For enterprises, they need to file tax returns in accordance with regulations during their operations. Only under the conditions of legal and reasonable tax declaration can enterprises avoid the risks caused by tax audits. So, what are the common tax reporting violations and violations by companies? Next, this article will explain and introduce this to provide you with a reference for accounting and tax filing!
When companies file tax returns, these illegal behaviors need to be avoided!
1. Only declare the income from invoicing
In order to pay less tax, some companies do not declare and pay taxes for the income that is not invoiced. In order not to be reflected in the accounts, the accounts are often transferred without going through the public account. , thinking that this way the tax bureau will not be able to investigate, I can only say that this approach is too naive
With the implementation of information sharing by multiple departments, the tax will verify the authenticity of the declaration from third-party information sources (such as the water, electricity and energy consumption data provided, bank statements, government procurement data, etc.). Not only that, but also through comparison of the operating conditions of the same industry in the region and so on.
2. Costs can be increased or decreased at will
Some companies, in order to prevent being audited by the tax bureau, adjust costs at will (buy invoices or undercount invoices, etc.), so that their income Cost ratio, but everyone knows that this will take the initiative to deliver themselves to your door!
After all, low profits, flat sales, low gross profit or inverted revenue and cost are all the focus of the tax bureau’s inspection.
3. The deduction voucher (invoice) is not compliant
The company has a large number of white slips in its account; there are a large number of personal invoices; the company does not have a car but has a large number of gas tickets; travel expenses, Abnormal invoices for conference fees and other expenses; delayed invoices for estimated expenses; invoices for the boss’s personal consumption; other vouchers unrelated to production and operation, etc.
However, there are also some invoices starting with an individual that can be reimbursed! The specifics need to be looked at according to the actual situation, and need to be distinguished and treated specifically!
4. Pay less personal income tax
Personal income tax is also the focus of tax authorities’ inspections. With the continuous improvement of the personal tax declaration system, it is easy to impersonate your identity, fabricate false wages, etc. Being audited. If this situation exists in your company, you must pay more attention.
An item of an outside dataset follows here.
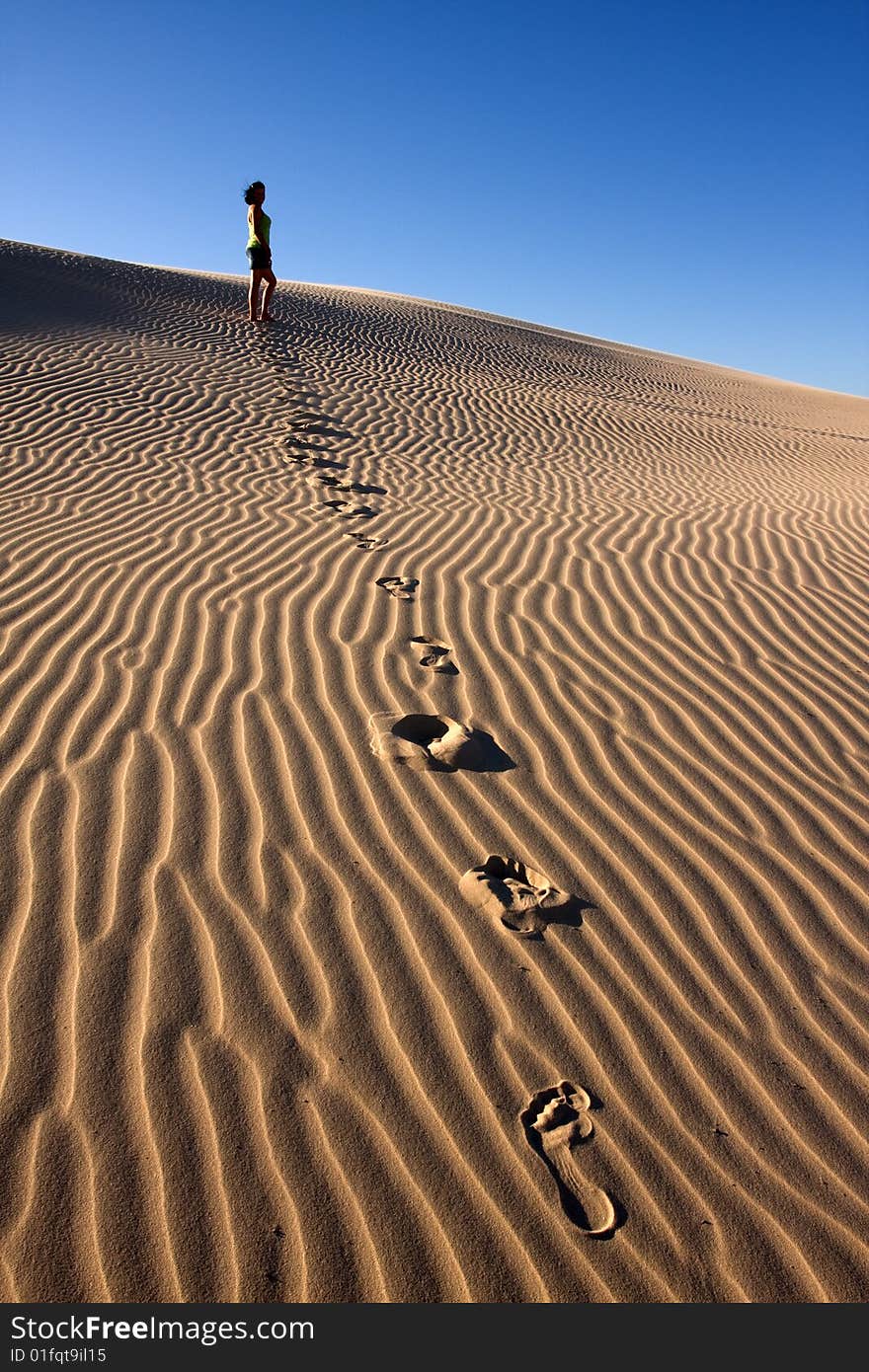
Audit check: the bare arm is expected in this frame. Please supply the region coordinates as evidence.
[247,204,272,261]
5. Inventory accounts are inconsistent
As mentioned before, with the launch of "Golden Four + Big Data", the company's purchase, sales and inventory have long been transparent. As long as the company If the invoice issued is abnormal, you will receive a call from the tax bureau immediately and even conduct an on-site inspection!
6. Abnormal declaration of small tax types
Many companies do not pay attention to small tax types, thinking that they are small and will not be supervised. This is a big mistake. Small tax types are also Will cause big risks. If you neglect to declare small taxes, it will also bring relevant penalties to the company!
7. Frequent transfers from public to private and from private to private
The central bank once issued a large-amount cash management pilot, which also sent a signal that evading taxes through private transfers is actually self-investment. Snare.
8. Not paying or underpaying social security
Nowadays, social security has been fully taxed. The policy stipulates that employers must pay social security for their employees. If an enterprise violates the regulations and fails to pay, the consequences can be imagined.
The above is an introduction to the illegal behaviors that companies need to pay attention to avoid when making tax returns.
For business operators and financial personnel, if they do not understand this, it is necessary to understand the content introduced in the article in detail!